Warum diese Lehre wichtig ist? Einmal errichtete Institutionen verschwinden praktisch nie mehr aus sich heraus. Die Beharrungskräfte sind enorm. Die Macht der direkten Demokratie aber kann sie ins Wanken bringen. Wollen sie nicht einstürzen, müssen sich die Institutionen reformieren, sich den Bürgern zuwenden, demokratischer werden, im Kern: sich an den Interessen der Wähler ausrichten. Die wollen mitbestimmen.
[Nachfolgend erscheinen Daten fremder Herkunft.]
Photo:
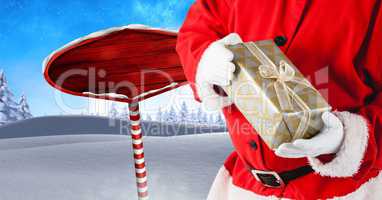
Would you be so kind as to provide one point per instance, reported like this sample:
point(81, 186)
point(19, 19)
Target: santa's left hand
point(328, 141)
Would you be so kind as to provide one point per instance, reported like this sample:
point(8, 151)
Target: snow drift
point(74, 125)
point(100, 167)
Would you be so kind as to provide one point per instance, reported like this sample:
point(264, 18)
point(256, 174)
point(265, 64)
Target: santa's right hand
point(216, 68)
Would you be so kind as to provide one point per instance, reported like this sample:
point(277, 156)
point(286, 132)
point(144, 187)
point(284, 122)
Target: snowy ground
point(99, 167)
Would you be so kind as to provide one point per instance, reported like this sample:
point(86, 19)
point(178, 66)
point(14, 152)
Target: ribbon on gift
point(282, 74)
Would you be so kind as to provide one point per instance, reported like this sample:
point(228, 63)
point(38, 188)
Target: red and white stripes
point(139, 156)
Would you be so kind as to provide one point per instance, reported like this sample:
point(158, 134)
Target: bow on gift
point(282, 74)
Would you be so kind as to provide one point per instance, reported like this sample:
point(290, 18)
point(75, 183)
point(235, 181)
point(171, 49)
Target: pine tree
point(149, 118)
point(113, 113)
point(172, 115)
point(219, 120)
point(24, 108)
point(8, 107)
point(192, 119)
point(211, 120)
point(183, 114)
point(125, 113)
point(159, 115)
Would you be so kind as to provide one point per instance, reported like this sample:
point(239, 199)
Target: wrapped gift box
point(273, 95)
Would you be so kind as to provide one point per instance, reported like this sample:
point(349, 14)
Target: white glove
point(328, 141)
point(216, 68)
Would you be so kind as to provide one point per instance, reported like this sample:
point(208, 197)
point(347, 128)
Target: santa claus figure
point(342, 39)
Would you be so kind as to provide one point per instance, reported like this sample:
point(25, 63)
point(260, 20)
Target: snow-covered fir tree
point(113, 112)
point(159, 115)
point(24, 108)
point(9, 111)
point(170, 116)
point(219, 120)
point(124, 115)
point(149, 118)
point(211, 119)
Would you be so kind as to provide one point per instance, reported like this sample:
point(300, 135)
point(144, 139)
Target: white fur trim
point(349, 158)
point(223, 189)
point(101, 33)
point(370, 190)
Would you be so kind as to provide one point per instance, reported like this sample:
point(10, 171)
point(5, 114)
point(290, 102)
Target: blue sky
point(32, 29)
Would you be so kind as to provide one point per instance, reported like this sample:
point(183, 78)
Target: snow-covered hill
point(99, 167)
point(73, 125)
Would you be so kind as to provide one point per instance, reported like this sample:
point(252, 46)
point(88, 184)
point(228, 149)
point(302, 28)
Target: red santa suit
point(340, 38)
Mitbestimmung aber gibt es um so mehr, je niedriger die Entscheidungsebene ist: zu allererst in der Kommune, dann auf regionaler, dann auch Landesebene, zum Schluss auf europäischer und anderen supranationalen Ebene(n).
Die Einführung eines strikten Subsidiaritätsprinzips, Parlamente, die ihren Namen verdienen, inklusive einer für den Wähler zuordenbaren Finanzhoheit: damit würde aus der EU keine Herzensangelegenheit werden, aber deren Akzeptanz würde zunehmen – weil sich das Ohnmachtsgefühl der Wähler verringern würde.
Die EU-Institutionen werden, dank der Briten, gezwungen, sich in diese Richtung zu bewegen. Sie werden bürger- und demokratiefreundlicher – oder sie werden verschwinden. Wir können den Briten also dankbar sein, wir werden von ihrer Entscheidung profitieren. Möglicherweise mehr als sie selbst.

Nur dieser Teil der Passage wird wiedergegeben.